The meaning of the "burning coals" that follow in Proverbs 25:22b remains exegetically ambiguous in both its original context and Paul's application of it. Paul may intend that acts of unexpected kindness expose and deepen the enemy's guilt before God, which can either drive them to repentance or intensify the weight of judgment, should repentance not follow. More likely, he is noting a possible outcome while leaving the moral calculus entirely with God — which is, after all, precisely his point.

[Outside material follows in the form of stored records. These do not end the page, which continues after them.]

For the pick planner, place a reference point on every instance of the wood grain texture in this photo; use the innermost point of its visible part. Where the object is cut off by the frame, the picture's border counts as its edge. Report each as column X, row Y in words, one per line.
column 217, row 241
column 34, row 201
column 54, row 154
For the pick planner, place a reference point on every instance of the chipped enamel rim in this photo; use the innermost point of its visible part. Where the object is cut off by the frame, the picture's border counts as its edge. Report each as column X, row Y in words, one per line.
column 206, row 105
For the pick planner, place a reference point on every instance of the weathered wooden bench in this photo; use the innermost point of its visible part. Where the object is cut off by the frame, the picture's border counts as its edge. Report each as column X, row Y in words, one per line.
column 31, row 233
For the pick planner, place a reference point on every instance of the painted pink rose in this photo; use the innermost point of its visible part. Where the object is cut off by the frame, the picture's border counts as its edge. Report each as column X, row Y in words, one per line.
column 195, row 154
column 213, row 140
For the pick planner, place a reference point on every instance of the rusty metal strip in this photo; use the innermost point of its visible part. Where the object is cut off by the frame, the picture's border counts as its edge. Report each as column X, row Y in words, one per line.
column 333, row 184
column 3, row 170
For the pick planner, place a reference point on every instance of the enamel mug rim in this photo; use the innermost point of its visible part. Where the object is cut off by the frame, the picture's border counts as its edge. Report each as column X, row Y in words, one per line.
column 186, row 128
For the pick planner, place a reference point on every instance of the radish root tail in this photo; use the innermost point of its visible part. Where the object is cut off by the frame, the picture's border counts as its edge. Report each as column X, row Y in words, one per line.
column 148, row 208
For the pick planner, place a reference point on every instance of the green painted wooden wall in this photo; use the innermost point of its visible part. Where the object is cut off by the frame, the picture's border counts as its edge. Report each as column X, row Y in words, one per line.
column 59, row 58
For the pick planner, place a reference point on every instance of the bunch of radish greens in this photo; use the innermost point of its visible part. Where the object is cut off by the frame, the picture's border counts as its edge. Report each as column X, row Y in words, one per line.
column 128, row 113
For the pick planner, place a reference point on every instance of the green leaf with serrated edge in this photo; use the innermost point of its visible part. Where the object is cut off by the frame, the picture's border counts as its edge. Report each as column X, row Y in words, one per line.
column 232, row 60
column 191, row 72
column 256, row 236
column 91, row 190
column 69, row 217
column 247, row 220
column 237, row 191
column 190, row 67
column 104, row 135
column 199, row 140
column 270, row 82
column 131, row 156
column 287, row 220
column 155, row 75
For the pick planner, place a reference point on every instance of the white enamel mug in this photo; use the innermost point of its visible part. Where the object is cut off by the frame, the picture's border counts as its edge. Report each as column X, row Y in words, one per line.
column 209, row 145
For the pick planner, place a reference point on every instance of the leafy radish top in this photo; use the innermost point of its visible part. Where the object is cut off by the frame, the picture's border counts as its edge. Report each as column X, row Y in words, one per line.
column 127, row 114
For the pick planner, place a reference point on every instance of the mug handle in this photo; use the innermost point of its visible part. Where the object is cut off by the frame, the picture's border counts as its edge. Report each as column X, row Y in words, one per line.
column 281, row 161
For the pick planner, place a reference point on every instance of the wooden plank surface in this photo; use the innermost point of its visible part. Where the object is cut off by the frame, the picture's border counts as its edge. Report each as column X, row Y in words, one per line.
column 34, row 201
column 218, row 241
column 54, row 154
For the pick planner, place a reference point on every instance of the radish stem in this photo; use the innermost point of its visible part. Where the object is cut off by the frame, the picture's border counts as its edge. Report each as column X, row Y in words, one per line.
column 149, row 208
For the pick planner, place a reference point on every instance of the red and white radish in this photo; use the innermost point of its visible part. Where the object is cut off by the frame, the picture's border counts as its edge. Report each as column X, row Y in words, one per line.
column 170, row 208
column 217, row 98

As mentioned last week, this ethic does not float free of its theological foundation, and our series title points us to anticipate where the passage must finally land. Paul's language throughout Romans 12 is saturated with the pattern of Christ's own self-giving. The living sacrifice discussed in verses 1-2 finds expression here, in the command to absorb harm without retaliation and to actively serve the one who inflicts it. Thankfully, we do not have to do this on our own strength, for who could possibly deny themselves for the sake of their persecutor out of their own selfish willpower. The non-retaliatory suffering of Christ is the redemptive act that makes this posture both possible and intelligible. Peter draws the connection explicitly. Christ "when he suffered did not threaten, but continued entrusting himself to him who judges justly" (1 Peter 2:23). The new humanity God is forming through the gospel is one that bears the pattern of its Lord, not overcoming evil by matching it but by bearing it, and by that bearing, defeating it. Overcoming evil with good is not a simple moral strategy or a nice sentiment. It is a participation in the way of the cross, where the evil of the world was overcome by the sacrificial love of God in Jesus.

Discussion Questions

1. Looking at the Bible

  • Share with the group some key phrases or ideas that stood out to you from the passage.

2. Looking at Jesus

  • God himself, in Christ, chose to absorb the evil done against him rather than immediately repay it. In other words, we are the enemies God fed and gave drink to. What does that tell us about how God has dealt with our evil, and how does that change the way we think about the evil done to us?

3. Looking at Our Hearts

  • Focus on verse 18. What does this note of realism tell us about the nature of Christian moral effort? What comfort might it offer in relationships where peace feels out of reach?
  • Retaliation in any form is forbidden here, but our instinct toward getting even runs deep. Where in your own life do you find retaliation showing up in subtle forms?
    • Consider: withdrawing from someone in your community group who wounded you, the tit-for-tat scorecard that is running in the background of a marriage or friendship, the contempt or dismissiveness you might feel when someone’s politics grate on you, etc.

4. Looking at Our World

  • It's almost natural to respond to evil by joining in, matching hostility with hostility, outrage with outrage. Where do you see that pattern most clearly in the culture around us? What would it look like to interrupt it with good instead?
  • Oftentimes we can equate justice and personal vindication, i.e., if I don’t make someone pay, they’ve gotten away with it. How does Paul's assurance that vengeance belongs to God challenge that instinct? Does it feel like a comfort, a threat, or something else?

Prayer

Pray for each other: Share any prayer requests you have.

Pray for those struggling with difficult relationships. Pray for them to see these not only as trials to endure but also as opportunities to glorify Christ.